The PR2 database is provided as a R package called pr2database. This page provides instruction to install and use the package.
Important Note. While the PR2 web interface provides access to the Ribosomal Operon Database sequences, this is not the case of the pr2database package that only provides access to 18S rRNA sequences.
Installation
From GitHub
Install from the GitHub web site using the devtools package
install.packages(devtools)
devtools::install_github("pr2database/pr2database")

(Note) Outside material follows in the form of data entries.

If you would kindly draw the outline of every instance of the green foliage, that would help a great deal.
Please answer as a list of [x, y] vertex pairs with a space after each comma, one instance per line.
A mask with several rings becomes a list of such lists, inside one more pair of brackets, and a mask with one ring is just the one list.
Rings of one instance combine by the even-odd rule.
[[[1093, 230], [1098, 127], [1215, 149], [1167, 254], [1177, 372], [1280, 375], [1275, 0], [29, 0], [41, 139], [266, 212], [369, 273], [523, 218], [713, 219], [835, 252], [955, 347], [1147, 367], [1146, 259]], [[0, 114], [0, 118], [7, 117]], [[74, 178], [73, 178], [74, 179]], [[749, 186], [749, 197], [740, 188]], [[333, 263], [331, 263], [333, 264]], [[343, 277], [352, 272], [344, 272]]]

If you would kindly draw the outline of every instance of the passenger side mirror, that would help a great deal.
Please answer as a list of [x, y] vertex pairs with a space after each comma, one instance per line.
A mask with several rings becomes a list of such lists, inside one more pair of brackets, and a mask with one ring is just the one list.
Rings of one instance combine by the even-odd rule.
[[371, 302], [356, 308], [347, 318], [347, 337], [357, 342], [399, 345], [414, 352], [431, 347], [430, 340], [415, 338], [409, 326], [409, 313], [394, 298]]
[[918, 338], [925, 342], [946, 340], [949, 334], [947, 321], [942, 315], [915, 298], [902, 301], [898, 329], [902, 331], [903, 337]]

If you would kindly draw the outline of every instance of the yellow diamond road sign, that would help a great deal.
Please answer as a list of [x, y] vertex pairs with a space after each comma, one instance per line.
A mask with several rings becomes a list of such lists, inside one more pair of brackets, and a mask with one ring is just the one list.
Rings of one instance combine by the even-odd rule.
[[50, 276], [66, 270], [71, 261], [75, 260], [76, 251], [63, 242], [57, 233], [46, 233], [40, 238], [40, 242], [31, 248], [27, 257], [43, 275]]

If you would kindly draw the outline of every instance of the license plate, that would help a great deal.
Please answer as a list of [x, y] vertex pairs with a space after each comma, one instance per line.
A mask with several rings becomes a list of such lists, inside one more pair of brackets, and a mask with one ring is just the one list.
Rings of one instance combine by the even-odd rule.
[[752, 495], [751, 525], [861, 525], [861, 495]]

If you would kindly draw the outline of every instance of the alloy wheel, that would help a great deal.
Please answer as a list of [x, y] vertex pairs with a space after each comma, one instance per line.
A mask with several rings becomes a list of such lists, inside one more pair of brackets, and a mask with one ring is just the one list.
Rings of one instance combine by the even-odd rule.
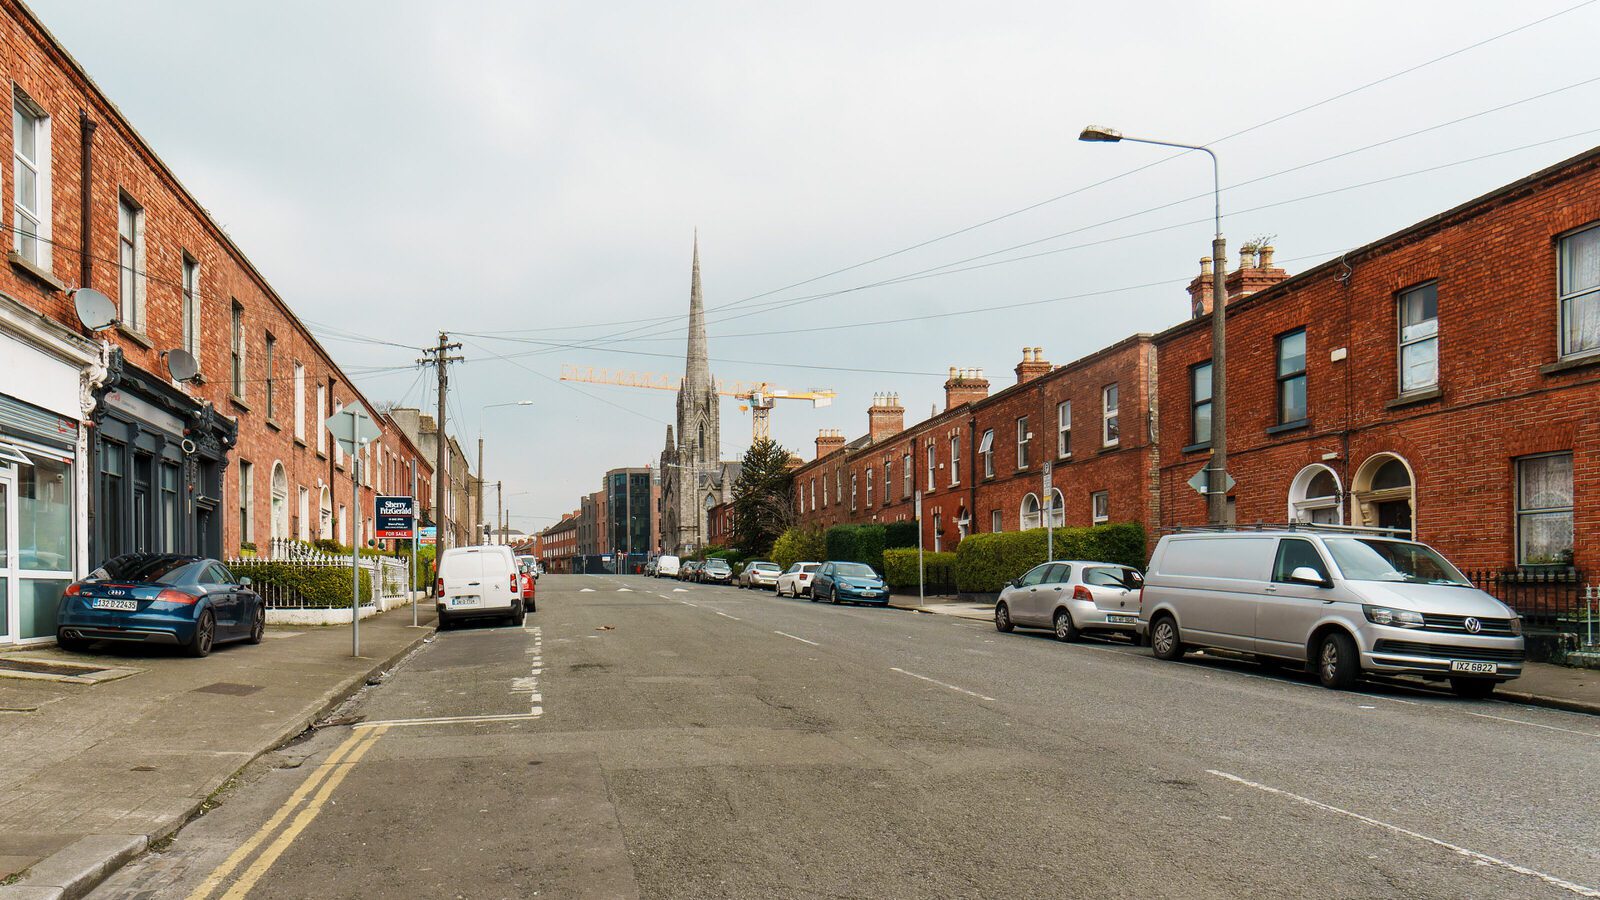
[[266, 631], [267, 631], [267, 610], [266, 610], [266, 607], [257, 606], [256, 607], [255, 620], [250, 623], [250, 640], [255, 642], [255, 643], [257, 643], [257, 644], [261, 643], [261, 638], [262, 638], [263, 635], [266, 634]]
[[195, 648], [201, 654], [211, 652], [211, 644], [217, 639], [217, 620], [211, 617], [209, 611], [200, 614], [200, 624], [195, 626], [199, 633], [195, 635]]
[[1322, 680], [1333, 681], [1339, 673], [1339, 645], [1336, 641], [1322, 642]]
[[1176, 640], [1177, 636], [1172, 633], [1172, 622], [1162, 619], [1156, 623], [1155, 634], [1151, 638], [1150, 646], [1157, 654], [1164, 656], [1172, 652], [1172, 645]]

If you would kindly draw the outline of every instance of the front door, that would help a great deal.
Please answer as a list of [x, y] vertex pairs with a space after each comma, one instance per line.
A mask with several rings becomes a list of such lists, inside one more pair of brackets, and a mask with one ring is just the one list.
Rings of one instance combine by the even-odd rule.
[[10, 469], [0, 468], [0, 644], [17, 639], [17, 559], [11, 552], [16, 545], [11, 520], [15, 486]]
[[1411, 537], [1411, 501], [1385, 500], [1373, 506], [1378, 514], [1379, 528], [1397, 529], [1394, 533], [1397, 538]]
[[[1290, 579], [1296, 569], [1310, 569], [1329, 587]], [[1333, 603], [1336, 589], [1328, 578], [1328, 565], [1315, 544], [1302, 538], [1284, 538], [1272, 563], [1268, 582], [1256, 606], [1256, 651], [1294, 660], [1306, 658], [1311, 629]]]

* installing *source* package 'pr2database' ...
** R
** data
*** moving datasets to lazyload DB
** byte-compile and prepare package for lazy loading
** help
*** installing help indices
converting help for package 'pr2database'
finding HTML links ... fini
pr2 html
** building package indices
** testing if installed package can be loaded
*** arch - i386
*** arch - x64
* DONE (pr2database)
In R CMD INSTALL
Note: You may have to install some packages required by pr2database if they are not installed on your machine
From R-Universe
Alternatively install from R-universe
No need in this case to install package devtools
# Enable repository from pr2database
options(repos = c(
pr2database = 'https://pr2database.r-universe.dev',
CRAN = 'https://cloud.r-project.org'))
# Download and install pr2database in R
install.packages('pr2database')
Launch shiny interface
pr2database::run_app()
Analysing the database using R
Loading the database
The PR2 database is provided as a function that returns data frame (or a tibble). This is a join between the following tables:
- pr2_main
- pr2_taxonomy
- pr2_sequence
- pr2_metadata
- pr2_traits
- pr2_silva
- eukribo
- taxonomy_worms
- taxonomy_gbif
library("pr2database")
pr2 <- pr2_database()
# List of the different columns available - see the help of the package for information on each field
colnames(pr2)
#> [1] "pr2_accession" "domain"
#> [3] "supergroup" "division"
#> [5] "subdivision" "class"
#> [7] "order" "family"
#> [9] "genus" "species"
#> [11] "genbank_accession" "start"
#> [13] "end" "label"
#> [15] "gene" "organelle"
#> [17] "reference_sequence" "added_version"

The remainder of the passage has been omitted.